Iraq meanwhile announced Sunday that it would cooperate with Russia, Iran and Syria on “security and intelligence” against the Islamic State extremists.

And despite Obama’s criticisms on Monday, Putin returned fire, saying Assad and Kurdish fighters were the only groups truly taking on ISIS in Syria. While the U.S. has pressed to de-legitimize Assad, Putin is doing the opposite.

“We should finally acknowledge that no one but President Assad’s armed forces and Kurdish militia are truly fighting the Islamic State and other terrorist organizations in Syria,” Putin said through a translator to the United Nations General Assembly.

Putin also said he sees Syria’s army as “valiantly fighting” the Islamic State threat.

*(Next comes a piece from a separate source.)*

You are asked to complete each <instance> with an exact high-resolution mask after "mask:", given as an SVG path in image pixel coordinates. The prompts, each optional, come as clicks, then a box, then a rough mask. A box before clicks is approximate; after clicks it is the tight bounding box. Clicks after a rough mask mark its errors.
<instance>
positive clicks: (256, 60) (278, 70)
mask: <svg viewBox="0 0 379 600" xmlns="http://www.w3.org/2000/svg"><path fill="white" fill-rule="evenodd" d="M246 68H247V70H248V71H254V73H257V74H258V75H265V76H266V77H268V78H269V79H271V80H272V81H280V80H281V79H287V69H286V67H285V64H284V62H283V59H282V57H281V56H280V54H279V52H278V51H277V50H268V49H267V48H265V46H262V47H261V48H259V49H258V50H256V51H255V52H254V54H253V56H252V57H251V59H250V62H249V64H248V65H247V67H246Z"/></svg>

On Ukraine, the meeting with Obama was a victory for Putin. The Russian leader has been isolated internationally since the annexation of Crimea in March 2014. But administration officials argued that it was a good opportunity to make progress on that issue as well as resolve concerns about Moscow’s intentions in Syria.

“Any way that we can begin to have a conversation is a step towards where we need to be,” Air Force Gen. Philip Breedlove, NATO’s supreme allied commander in Europe, said on Monday.

But Senate Armed Services Committee Chairman John McCain said the meeting was a gift to Putin that should never have been offered.

“President Obama’s decision to meet with Vladimir Putin is as misguided as it is unnecessary,” the Arizona Republican said. “It plays right into Putin’s hands by breaking his international isolation, undermining U.S. policy, and legitimizing Putin’s destabilizing behavior — from dismembering Ukraine to propping Bashar Assad in Syria.”